Het verschil tussen de DVD-R en DVD-RW is de aanwezigheid van speciale lees- en schrijflasercircuits. Voor meer leesvoer volg de link . Hieronder staan enkele onderdelen uit de wiki
Bij read only media (ROM) wordt tijdens het fabricageproces de groef, bestaande uit putjes, op een plat oppervlak gedrukt, dat land wordt genoemd. Omdat de diepte van de putjes ongeveer een kwart tot een zesde van de golflengte van de laser bedraagt, wordt de fase van de gereflecteerde straal verschoven ten opzichte van de inkomende leesbundel, waardoor wederzijdse destructieve interferentie ontstaat en de intensiteit van de gereflecteerde straal afneemt. Dit wordt gedetecteerd door fotodiodes die elektrische signalen afgeven.

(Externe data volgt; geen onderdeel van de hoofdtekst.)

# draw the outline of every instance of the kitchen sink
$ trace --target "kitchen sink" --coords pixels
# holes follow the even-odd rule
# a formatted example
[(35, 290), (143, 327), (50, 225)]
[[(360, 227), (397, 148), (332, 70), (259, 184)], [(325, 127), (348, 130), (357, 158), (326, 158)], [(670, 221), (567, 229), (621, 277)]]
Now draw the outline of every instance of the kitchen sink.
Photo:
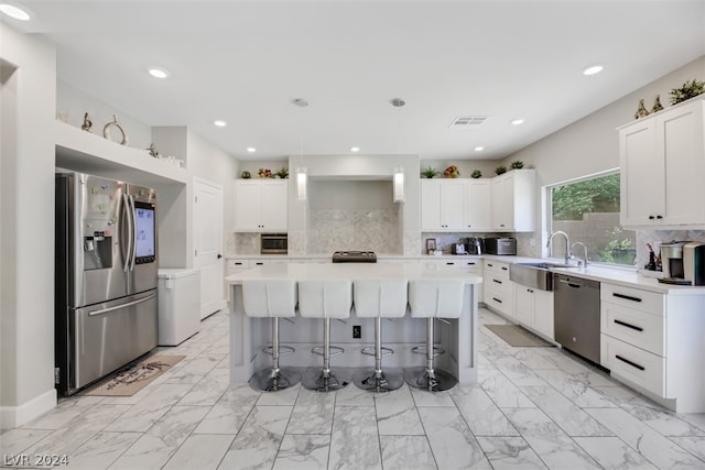
[(551, 263), (546, 261), (533, 263), (513, 263), (509, 265), (509, 278), (527, 287), (540, 291), (553, 291), (552, 267), (577, 267), (574, 264)]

Een recorder codeert (of brandt) gegevens op een beschrijfbare CD-R-, DVD-R-, DVD+R- of BD-R-schijf (een blanco schijf genoemd) door selectief delen van een organische kleurstoflaag met een laser te verhitten[citation needed]. Hierdoor verandert het reflectievermogen van de kleurstof, waardoor markeringen ontstaan die kunnen worden gelezen zoals de putjes en landingspunten op geperste schijven. Bij opneembare schijven is het proces permanent en kan het medium slechts eenmaal worden beschreven. Terwijl de leeslaser gewoonlijk niet sterker is dan 5 mW, is de schrijflaser aanzienlijk krachtiger. Hoe hoger de schrijfsnelheid, hoe minder tijd een laser heeft om een punt op de media te verhitten, en dus moet het vermogen evenredig toenemen. Lasers van DVD-branders bereiken vaak een piek van ongeveer 200 mW, zowel in continue golf als in pulsen, hoewel sommige tot 400 mW worden aangestuurd voordat de diode het begeeft.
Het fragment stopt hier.